Mason was ordained to the priesthood on 25 July 1998. His first pastoral appointment was from 1998 to 2001 in Purley, London. After this he was Senior Chaplain to Guy's and St Thomas' NHS Foundation Trust from 2001 to 2012. Mason then took up the role of Pastoral Director at Allen Hall Seminary as well as Diocesan Director of Ongoing Formation of Priests. In 2014 he was appointed as Episcopal Vicar for parishes in Kent and the Medway area.

===Episcopal ministry===
On 23 April 2016, Mason was appointed an Auxiliary Bishop in the Diocese of Southwark by Pope Francis with the title of Titular Bishop of Skálholt, and ordained bishop at St George's Cathedral, Southwark, by Archbishop Peter Smith, on 31 May 2016. He continued overseeing the parishes in Kent and the Medway area.

On 9 July 2018, Mason was appointed Ordinary of the Bishopric of the Forces by Pope Francis, and took canonical possession of his see during the installation Mass in his cathedral on 12 September 2018.

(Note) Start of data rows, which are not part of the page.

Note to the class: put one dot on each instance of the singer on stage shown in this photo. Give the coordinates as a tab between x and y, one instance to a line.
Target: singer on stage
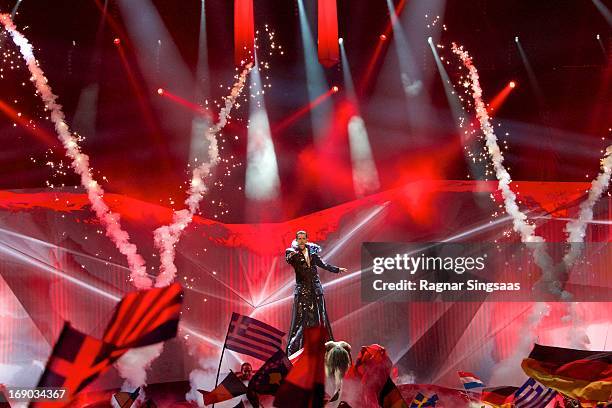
309	303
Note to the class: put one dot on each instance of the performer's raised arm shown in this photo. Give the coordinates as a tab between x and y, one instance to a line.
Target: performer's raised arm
329	267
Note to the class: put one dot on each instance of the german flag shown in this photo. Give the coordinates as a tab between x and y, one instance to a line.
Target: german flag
230	387
498	397
304	386
390	396
145	317
580	374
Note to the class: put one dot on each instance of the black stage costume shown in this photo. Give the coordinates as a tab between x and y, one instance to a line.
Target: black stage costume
308	304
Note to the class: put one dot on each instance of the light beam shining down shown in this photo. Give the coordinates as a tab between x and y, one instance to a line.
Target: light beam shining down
533	81
365	175
315	77
262	180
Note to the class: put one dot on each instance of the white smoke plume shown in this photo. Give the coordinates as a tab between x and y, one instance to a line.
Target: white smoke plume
167	236
202	378
133	365
80	161
576	336
525	229
509	371
576	228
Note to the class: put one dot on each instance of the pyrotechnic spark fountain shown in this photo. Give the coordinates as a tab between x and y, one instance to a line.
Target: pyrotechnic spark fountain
167	236
409	74
80	161
575	230
262	182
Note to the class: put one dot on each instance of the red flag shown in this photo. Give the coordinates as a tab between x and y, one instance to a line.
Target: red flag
145	317
76	360
304	386
244	32
229	388
328	33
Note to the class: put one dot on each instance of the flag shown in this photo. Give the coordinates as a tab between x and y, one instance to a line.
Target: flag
76	360
304	386
229	388
252	337
579	374
470	380
533	395
268	378
498	396
145	317
390	396
126	399
421	401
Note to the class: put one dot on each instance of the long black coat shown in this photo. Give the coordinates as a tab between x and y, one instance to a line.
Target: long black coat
308	304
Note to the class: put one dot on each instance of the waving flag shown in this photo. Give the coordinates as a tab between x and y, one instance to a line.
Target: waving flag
498	396
252	337
421	401
579	374
230	387
304	386
145	317
141	318
390	396
533	395
76	360
470	380
268	378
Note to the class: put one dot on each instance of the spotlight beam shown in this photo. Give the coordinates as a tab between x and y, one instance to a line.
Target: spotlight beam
381	45
346	73
197	109
533	81
451	95
605	12
15	253
315	76
295	116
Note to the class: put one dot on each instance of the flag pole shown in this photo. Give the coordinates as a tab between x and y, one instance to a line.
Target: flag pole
222	352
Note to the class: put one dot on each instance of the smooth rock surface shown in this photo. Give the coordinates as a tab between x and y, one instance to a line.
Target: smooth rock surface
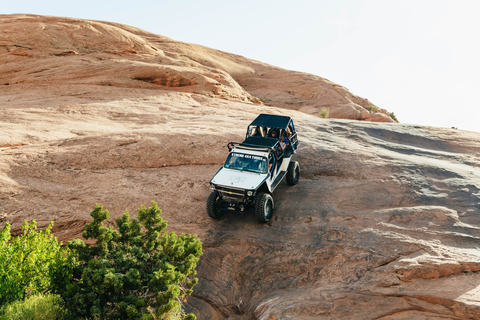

==Return of the Lady of Luján statue==
On 30 October 2019, Paul Mason was involved with the return of the Our Lady of Luján statue which was captured during the Falklands War back to Argentina. In exchange for the return of the statue, Bishop Santiago Olivera of the Argentine Forces gave Mason an exact replica for Britain to keep. Both statues also received the blessing of Pope Francis, who oversaw the exchange as it took place in the Vatican. Pope Francis, who was Argentine, also agreed to commemorate the service personnel of both the UK and Argentina who died during the conflict. Olivera also described the gesture with Mason as "a sign of fraternity." Mason has also made plans to visit Argentina and the Basilica of Luján in February 2020.